BTW, is the headline, "Trial Blazers win streak hits a dozen", supposed to be "Trial"? on NBA.com. I thought we'd kicked the jailblazer image...

And good job Beavs, _somehow_ you won...


----------



## Driew (Oct 20, 2007)

For those of you upset at Roy not playing in the second quarter: Roy played the entire second half.  That is why Nate held him out so that he could get a nice rest in the second and start the second half refreshed and worry free about fouls.


----------



## mook (Dec 31, 2002)

it really felt like a game where they stayed close for three quarters and then just watched Minnesota implode. Jefferson was scoring at will and they the Twolves just forgot about trying to isolate him. we did a better job of denying him the ball, but mostly it was just bad offense on their part. 

Minnesota played like the youngest team in the league. complete lack of composure. that Portland didn't is a credit to the team.


----------



## knicksfan89 (Jan 6, 2005)

yes sir 12 straight wins folks and rip city is defietnely back a season early


----------



## southnc (Dec 15, 2005)

Too bad - the Nuggets just pulled out a gutty win against the Warriors, but OOOOOOTah lost to the Lakers and have fallen further back.


----------



## yuyuza1 (May 24, 2006)

I take back my criticism of Nate. Good coaching, tonight.


----------



## LameR (Jan 4, 2004)

Another great win. Had some tough times, but pulled it out...and without even needing Travis to step up big. They were out of tickets to Sunday's game before the game. I'll be partying it up on the couch though haha.

So Hap...Beavers? Really?

Thoughts about this game:

Roy is clutch.

NathanLane is the man.

Aldridge played well, if it's from his post-game practicing last time, awesome. If not, then at least he's got great work ethic.

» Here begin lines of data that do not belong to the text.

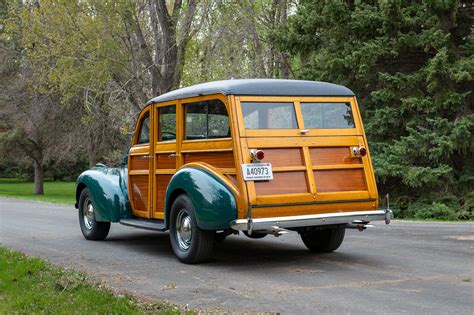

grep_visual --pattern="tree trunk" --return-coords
[33,160,44,195]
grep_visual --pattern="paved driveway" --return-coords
[0,199,474,314]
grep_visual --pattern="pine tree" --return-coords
[272,0,474,219]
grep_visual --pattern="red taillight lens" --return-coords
[250,150,265,161]
[255,150,265,161]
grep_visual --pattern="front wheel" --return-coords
[170,194,215,264]
[79,188,110,241]
[299,225,346,253]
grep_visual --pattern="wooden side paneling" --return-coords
[314,169,367,192]
[226,174,238,186]
[255,172,308,195]
[129,175,149,211]
[254,148,304,167]
[155,175,172,212]
[183,151,235,168]
[309,147,362,166]
[130,155,150,171]
[156,153,176,169]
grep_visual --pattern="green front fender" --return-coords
[76,167,132,222]
[165,167,237,230]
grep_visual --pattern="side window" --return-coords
[185,100,230,140]
[301,103,355,129]
[138,112,150,144]
[242,102,297,129]
[158,105,176,142]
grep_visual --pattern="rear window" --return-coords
[301,103,355,129]
[242,102,297,129]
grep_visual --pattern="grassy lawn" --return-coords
[0,178,76,204]
[0,246,186,314]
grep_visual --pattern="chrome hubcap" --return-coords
[176,209,193,250]
[83,198,94,230]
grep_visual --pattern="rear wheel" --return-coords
[79,188,110,241]
[170,194,215,264]
[299,225,346,253]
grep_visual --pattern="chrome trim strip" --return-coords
[230,209,392,231]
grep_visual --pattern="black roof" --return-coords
[147,79,354,105]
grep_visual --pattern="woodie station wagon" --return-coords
[76,79,391,263]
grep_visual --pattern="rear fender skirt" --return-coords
[165,163,238,230]
[76,166,132,222]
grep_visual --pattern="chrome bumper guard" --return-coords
[230,195,393,233]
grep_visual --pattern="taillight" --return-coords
[352,147,367,156]
[250,150,265,161]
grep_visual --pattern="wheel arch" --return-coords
[76,167,132,222]
[165,167,237,230]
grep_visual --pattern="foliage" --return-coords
[272,0,474,218]
[0,247,191,314]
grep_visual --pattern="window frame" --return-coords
[180,95,233,144]
[132,108,153,146]
[155,102,179,143]
[235,96,364,137]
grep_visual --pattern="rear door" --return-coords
[236,96,377,215]
[128,106,153,218]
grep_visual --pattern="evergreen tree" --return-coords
[272,0,474,218]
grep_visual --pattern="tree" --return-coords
[272,0,474,214]
[183,0,291,85]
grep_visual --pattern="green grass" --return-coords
[0,178,76,204]
[0,246,191,314]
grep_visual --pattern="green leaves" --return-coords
[276,0,474,217]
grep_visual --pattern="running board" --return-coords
[120,219,166,232]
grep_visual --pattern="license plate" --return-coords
[242,163,273,181]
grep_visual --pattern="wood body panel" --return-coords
[255,172,308,195]
[256,148,304,167]
[183,151,235,168]
[153,174,173,219]
[309,147,362,165]
[131,175,149,212]
[156,152,176,169]
[314,169,367,192]
[129,155,150,171]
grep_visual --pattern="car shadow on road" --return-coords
[106,229,381,268]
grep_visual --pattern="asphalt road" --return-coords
[0,199,474,314]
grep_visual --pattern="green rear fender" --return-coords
[76,166,132,222]
[165,167,237,230]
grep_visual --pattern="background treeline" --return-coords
[0,0,474,219]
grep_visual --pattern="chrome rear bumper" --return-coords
[230,208,393,231]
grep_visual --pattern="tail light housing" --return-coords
[250,149,265,162]
[352,147,367,157]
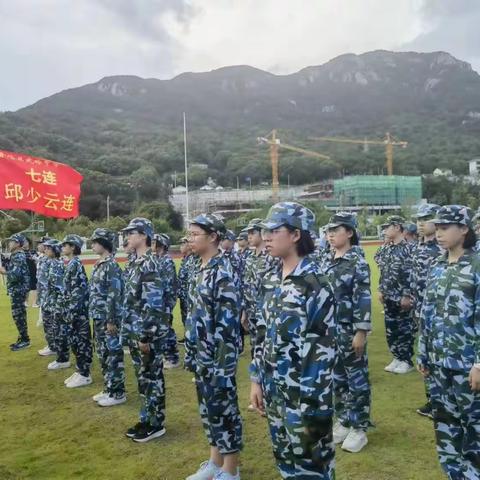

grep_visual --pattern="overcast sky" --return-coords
[0,0,480,111]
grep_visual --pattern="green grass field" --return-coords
[0,247,444,480]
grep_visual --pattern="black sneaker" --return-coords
[132,425,165,443]
[125,422,147,438]
[417,403,433,420]
[10,340,30,352]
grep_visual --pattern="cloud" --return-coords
[165,0,420,73]
[0,0,480,110]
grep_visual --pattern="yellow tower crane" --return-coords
[312,132,408,176]
[257,130,330,202]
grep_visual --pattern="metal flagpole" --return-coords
[183,112,190,221]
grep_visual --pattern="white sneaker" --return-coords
[65,373,92,388]
[393,362,414,374]
[63,372,78,385]
[38,345,56,357]
[92,392,108,402]
[163,360,180,370]
[97,395,127,407]
[333,420,350,444]
[186,460,221,480]
[47,360,70,370]
[342,428,368,453]
[212,469,240,480]
[385,358,400,372]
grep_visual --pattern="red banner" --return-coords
[0,150,83,218]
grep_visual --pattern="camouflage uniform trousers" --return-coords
[41,308,60,352]
[93,320,125,398]
[333,322,371,431]
[384,299,416,365]
[56,314,93,377]
[195,375,242,455]
[126,336,165,428]
[163,314,180,363]
[9,290,29,340]
[430,366,480,480]
[262,373,335,480]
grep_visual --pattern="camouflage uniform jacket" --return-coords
[7,250,30,295]
[88,255,123,328]
[186,254,240,387]
[122,249,169,343]
[322,246,372,332]
[63,255,88,317]
[378,240,412,302]
[37,255,50,305]
[410,239,442,317]
[158,255,178,314]
[417,250,480,371]
[250,257,336,423]
[40,258,65,315]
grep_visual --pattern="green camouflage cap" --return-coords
[190,213,225,236]
[327,212,357,230]
[381,215,405,228]
[62,233,83,249]
[43,238,62,253]
[413,203,440,220]
[90,228,117,247]
[7,233,27,246]
[242,218,262,233]
[122,217,153,239]
[262,202,315,231]
[223,230,237,242]
[434,205,474,227]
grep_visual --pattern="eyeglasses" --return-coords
[187,232,209,238]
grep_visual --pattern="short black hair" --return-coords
[93,238,113,253]
[285,225,315,257]
[463,227,477,248]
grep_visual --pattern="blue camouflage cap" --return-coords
[237,230,248,240]
[434,205,474,227]
[190,213,225,236]
[403,222,417,235]
[43,238,62,253]
[262,202,315,231]
[242,218,262,233]
[62,233,83,249]
[327,212,358,230]
[90,228,117,247]
[223,230,237,242]
[413,203,440,220]
[122,217,153,239]
[7,233,27,246]
[381,215,405,228]
[153,233,171,248]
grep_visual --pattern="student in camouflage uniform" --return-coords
[185,214,242,480]
[52,234,93,388]
[36,237,55,357]
[153,233,180,369]
[177,237,194,344]
[322,212,372,453]
[89,228,127,407]
[410,203,442,418]
[242,218,275,358]
[0,233,30,352]
[122,217,170,443]
[250,202,336,480]
[38,239,63,360]
[417,205,480,480]
[379,215,415,374]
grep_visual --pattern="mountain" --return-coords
[0,51,480,215]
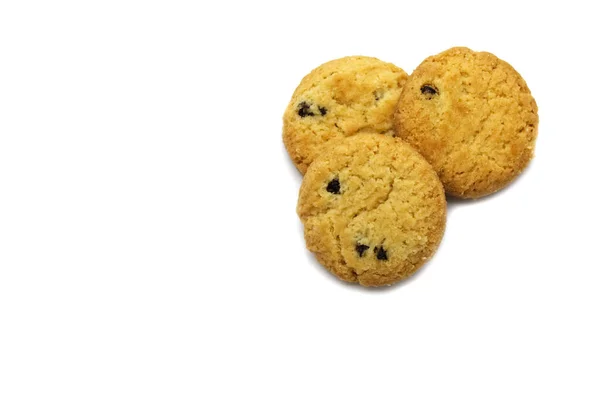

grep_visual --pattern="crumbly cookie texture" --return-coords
[297,133,446,286]
[395,47,538,198]
[283,56,408,174]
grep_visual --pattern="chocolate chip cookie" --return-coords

Blake and Jack both stepped up at different points, and that was huge.

Outlaw makes plays that don't necessarily show up on the box score.

I don't know why Webster doesn't play much late, but it's been working so I won't question it.

What the crap got into McCants?

Jefferson is better than I expected.


----------



## alext42083 (Nov 7, 2003)

Wonder what Blake's doing on this first photo?


----------



## alext42083 (Nov 7, 2003)




----------



## LameR (Jan 4, 2004)

alext42083 said:


>


Where do you get these?


----------



## wastro (Dec 19, 2004)

Those photos are available in the Blazers team photo galleries on Yahoo! and ESPN.com.


----------



## Zybot (Jul 22, 2004)

yakbladder said:


> Roy with yet another sweet cross-over. Just left the guy in the dust...


That double cross-over on Jaric was just sick. I think last year Roy probably would have gotten called for palming on that move, but not this year.


----------



## It's_GO_Time (Oct 13, 2005)

Going to the mountain today but thought I would throw some quick thoughts from the game:

-12 in a row . . . awesome

-as I start looking at this team as a plyoff team (should I allow myself to buy into that yet . . . I've been hurt before so I have walls :biggrin, I start to analyze this team with a different perspective

-What Barkley said about this team has some truth . . . this team is mostly an outside shooting team. Roy and Jack will drive on occasion and Dridge had a couple of moves in the key that I remember, but overall this team needs more of an inside game . .. to quote Barkley (alright I must not have any independent thoughts in the early morning to be quoting Barkley) "they don't get enough easy baskets"

-whatever happen to this team being a fastbreak team . . . haven't looked at the stats but I didn't get the impression the Blazers were looking to push the ball after each T-pup miss.

-crowd didn't seem as into this game as the past few I have been to

-12 in a row . . . awesome

Fun times to be looking at this team with a whole new perspective . . . make it 50 in a row and I'm thinking they may actually be a playoff team (see my walls are not impenetrable)


----------